Ia menjelaskan tekanan terhadap rupiah bukan berasal dari neraca transaksi berjalan, yang justru membaik, melainkan dari sisi neraca keuangan. Menurut Leo, financial account balance yang sebelumnya surplus kini berbalik menjadi defisit, dipicu oleh arus keluar dana asing dari pasar portofolio.

Net foreign outflow di portofolio itu sudah mencapai 9 miliar dolar AS. Jadi meskipun surplus perdagangan naik, tekanan terhadap rupiah tetap terjadi karena sisi finansialnya defisit,” jelasnya.

Selain itu, aliran investasi langsung asing (foreign direct investment / FDI) juga belum menunjukkan peningkatan signifikan. Leo menyoroti situasi global saat ini sangat dipengaruhi oleh faktor geopolitik, termasuk pemilu serentak di lebih dari 60 negara sepanjang 2024, yang menciptakan masa transisi politik di berbagai belahan dunia.

“Wajar saja kalau geopolitical risk itu tiba-tiba naik. Tapi biasanya masa transisi ini berlangsung sekitar satu tahun, jadi kita melihatnya mungkin akan ada equilibrium baru pada tahun depan,” katanya.

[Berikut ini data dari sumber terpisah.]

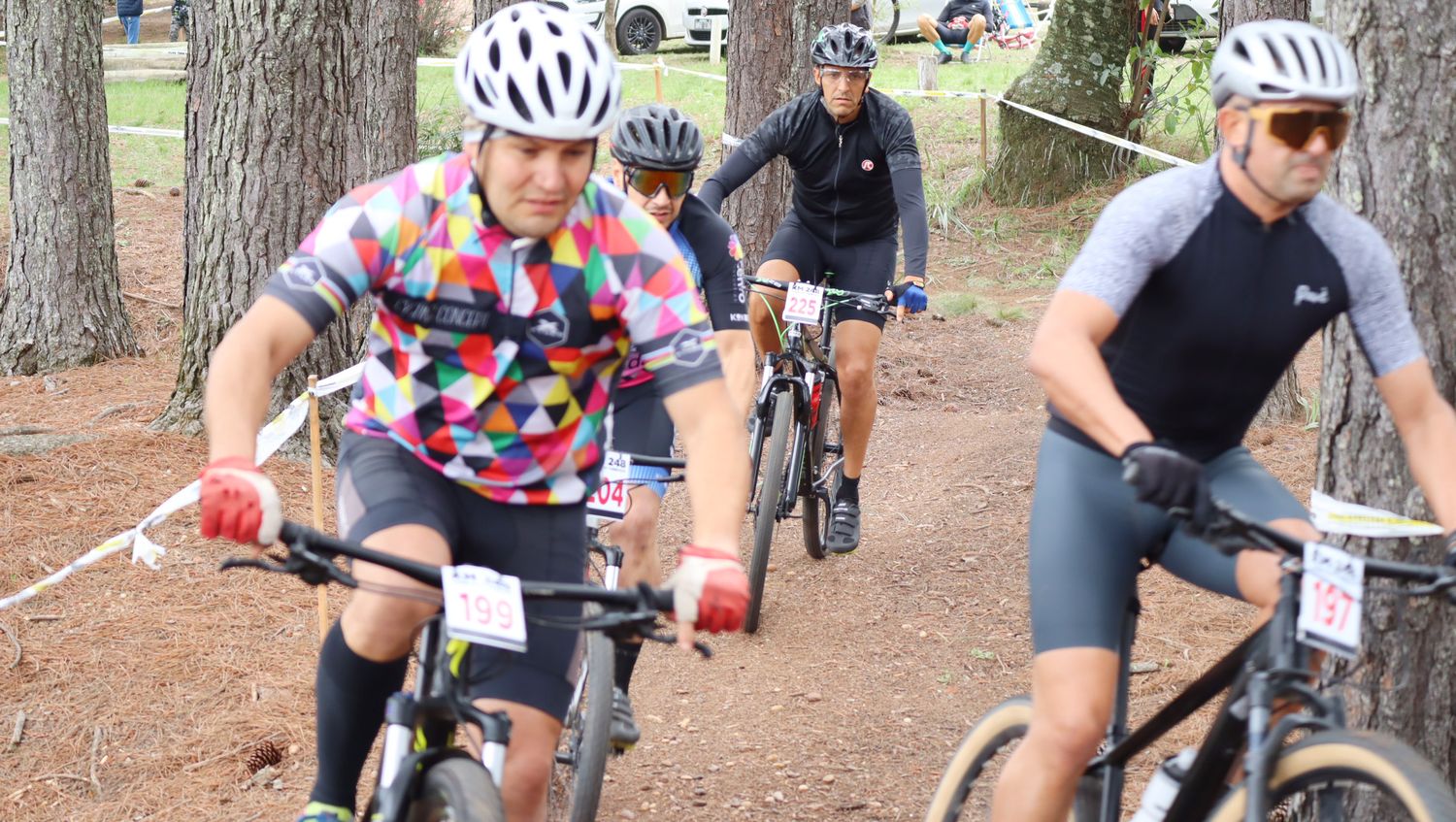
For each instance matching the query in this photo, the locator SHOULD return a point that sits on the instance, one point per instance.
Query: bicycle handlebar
(1232, 531)
(865, 302)
(311, 554)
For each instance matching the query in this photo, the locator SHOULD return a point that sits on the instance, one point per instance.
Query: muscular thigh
(1088, 539)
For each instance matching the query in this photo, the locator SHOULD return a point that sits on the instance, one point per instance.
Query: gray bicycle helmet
(657, 137)
(844, 44)
(1283, 60)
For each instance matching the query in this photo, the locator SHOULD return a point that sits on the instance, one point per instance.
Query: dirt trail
(844, 706)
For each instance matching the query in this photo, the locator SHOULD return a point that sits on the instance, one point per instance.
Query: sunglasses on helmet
(648, 181)
(1296, 127)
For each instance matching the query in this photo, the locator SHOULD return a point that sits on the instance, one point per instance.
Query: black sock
(351, 693)
(626, 661)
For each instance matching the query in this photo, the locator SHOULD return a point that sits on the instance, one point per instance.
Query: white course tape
(1334, 516)
(1097, 134)
(143, 548)
(5, 121)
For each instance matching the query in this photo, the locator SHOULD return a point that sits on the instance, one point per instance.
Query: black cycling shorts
(1089, 536)
(381, 484)
(867, 267)
(640, 425)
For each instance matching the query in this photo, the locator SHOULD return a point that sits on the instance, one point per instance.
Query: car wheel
(638, 32)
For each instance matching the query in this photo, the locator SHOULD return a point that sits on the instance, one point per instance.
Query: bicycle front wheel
(581, 754)
(456, 790)
(966, 787)
(826, 446)
(775, 463)
(1347, 775)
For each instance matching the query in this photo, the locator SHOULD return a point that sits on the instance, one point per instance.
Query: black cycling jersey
(1213, 305)
(844, 175)
(713, 259)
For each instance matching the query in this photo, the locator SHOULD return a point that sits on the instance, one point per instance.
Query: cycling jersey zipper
(839, 160)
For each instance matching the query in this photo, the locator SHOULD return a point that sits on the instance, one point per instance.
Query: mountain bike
(585, 745)
(422, 775)
(1299, 766)
(797, 413)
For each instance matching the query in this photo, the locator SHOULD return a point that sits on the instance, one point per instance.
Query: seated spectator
(961, 22)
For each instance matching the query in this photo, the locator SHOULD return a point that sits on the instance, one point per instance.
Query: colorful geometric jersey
(492, 358)
(715, 261)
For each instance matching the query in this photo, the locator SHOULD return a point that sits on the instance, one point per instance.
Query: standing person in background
(130, 14)
(961, 22)
(181, 19)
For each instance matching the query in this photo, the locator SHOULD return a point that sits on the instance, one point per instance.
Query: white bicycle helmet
(1283, 60)
(536, 70)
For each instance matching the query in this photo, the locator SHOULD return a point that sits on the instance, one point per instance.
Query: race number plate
(1330, 600)
(483, 607)
(611, 499)
(804, 303)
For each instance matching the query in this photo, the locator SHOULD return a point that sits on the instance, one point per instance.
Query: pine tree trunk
(268, 128)
(1395, 174)
(1235, 12)
(1283, 402)
(61, 300)
(1077, 75)
(774, 46)
(384, 87)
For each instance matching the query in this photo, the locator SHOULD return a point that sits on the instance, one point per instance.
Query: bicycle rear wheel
(772, 469)
(581, 754)
(1348, 774)
(456, 790)
(826, 446)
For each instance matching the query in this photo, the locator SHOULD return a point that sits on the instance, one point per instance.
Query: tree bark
(1077, 75)
(61, 300)
(609, 25)
(777, 46)
(1283, 402)
(383, 86)
(1395, 174)
(1235, 12)
(268, 130)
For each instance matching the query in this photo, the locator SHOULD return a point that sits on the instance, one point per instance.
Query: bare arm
(1427, 426)
(1065, 358)
(736, 352)
(716, 461)
(244, 367)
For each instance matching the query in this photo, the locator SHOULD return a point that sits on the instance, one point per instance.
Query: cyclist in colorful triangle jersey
(1193, 294)
(853, 151)
(654, 153)
(507, 290)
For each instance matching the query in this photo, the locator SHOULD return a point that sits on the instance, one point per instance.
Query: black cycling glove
(1167, 478)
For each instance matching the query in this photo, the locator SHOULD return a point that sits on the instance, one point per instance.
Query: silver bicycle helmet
(1283, 60)
(536, 70)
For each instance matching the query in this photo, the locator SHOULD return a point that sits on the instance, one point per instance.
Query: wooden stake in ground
(316, 457)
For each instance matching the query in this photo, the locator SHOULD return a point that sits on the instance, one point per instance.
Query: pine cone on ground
(262, 755)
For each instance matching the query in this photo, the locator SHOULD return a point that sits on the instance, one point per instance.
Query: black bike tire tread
(465, 784)
(989, 735)
(1373, 757)
(814, 527)
(775, 455)
(596, 743)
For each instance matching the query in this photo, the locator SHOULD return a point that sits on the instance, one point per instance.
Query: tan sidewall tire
(1385, 761)
(1010, 716)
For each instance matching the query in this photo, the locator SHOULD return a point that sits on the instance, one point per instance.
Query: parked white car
(884, 14)
(643, 25)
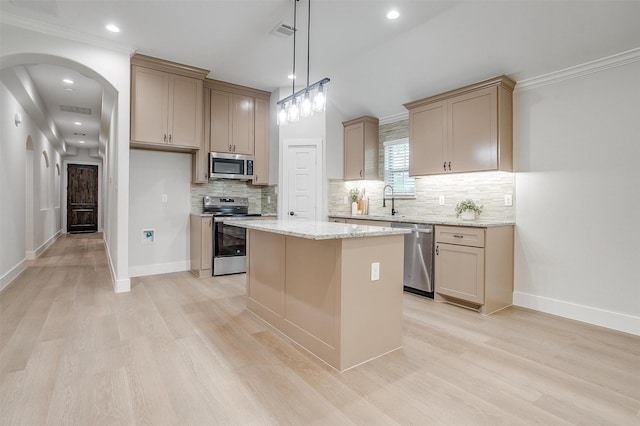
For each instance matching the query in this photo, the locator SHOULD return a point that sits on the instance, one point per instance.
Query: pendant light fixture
(313, 97)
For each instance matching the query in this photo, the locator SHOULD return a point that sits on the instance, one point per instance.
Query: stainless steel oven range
(229, 242)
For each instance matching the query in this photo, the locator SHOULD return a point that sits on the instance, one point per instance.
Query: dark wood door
(82, 198)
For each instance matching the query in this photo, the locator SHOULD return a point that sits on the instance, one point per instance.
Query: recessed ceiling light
(393, 14)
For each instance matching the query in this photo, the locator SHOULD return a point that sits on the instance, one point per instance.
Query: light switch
(375, 271)
(508, 200)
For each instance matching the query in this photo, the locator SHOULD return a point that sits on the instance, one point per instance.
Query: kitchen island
(315, 282)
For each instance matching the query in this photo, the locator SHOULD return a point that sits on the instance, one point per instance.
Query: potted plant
(468, 209)
(353, 195)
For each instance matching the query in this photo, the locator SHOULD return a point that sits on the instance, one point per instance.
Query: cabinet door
(185, 111)
(220, 121)
(459, 272)
(242, 130)
(149, 101)
(261, 162)
(473, 131)
(427, 139)
(206, 241)
(354, 152)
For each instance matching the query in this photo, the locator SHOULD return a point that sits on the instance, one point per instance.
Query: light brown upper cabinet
(261, 138)
(238, 122)
(361, 148)
(166, 105)
(463, 130)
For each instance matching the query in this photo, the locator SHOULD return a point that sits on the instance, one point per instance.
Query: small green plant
(354, 194)
(468, 205)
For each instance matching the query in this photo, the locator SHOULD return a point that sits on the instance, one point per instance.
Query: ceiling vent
(77, 110)
(283, 30)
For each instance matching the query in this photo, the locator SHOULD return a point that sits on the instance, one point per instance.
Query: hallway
(182, 350)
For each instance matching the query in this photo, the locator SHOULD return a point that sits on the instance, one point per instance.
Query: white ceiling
(375, 64)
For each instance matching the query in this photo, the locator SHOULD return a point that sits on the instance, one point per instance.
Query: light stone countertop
(316, 230)
(432, 220)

Leo menekankan meskipun tekanan terhadap rupiah bersifat eksternal, dampaknya terhadap stabilitas ekonomi domestik tetap perlu dimitigasi. Ia menyarankan agar pelaku pasar dan pembuat kebijakan lebih fokus memantau dinamika nilai tukar sebagai indikator utama dalam menghadapi ketidakpastian global.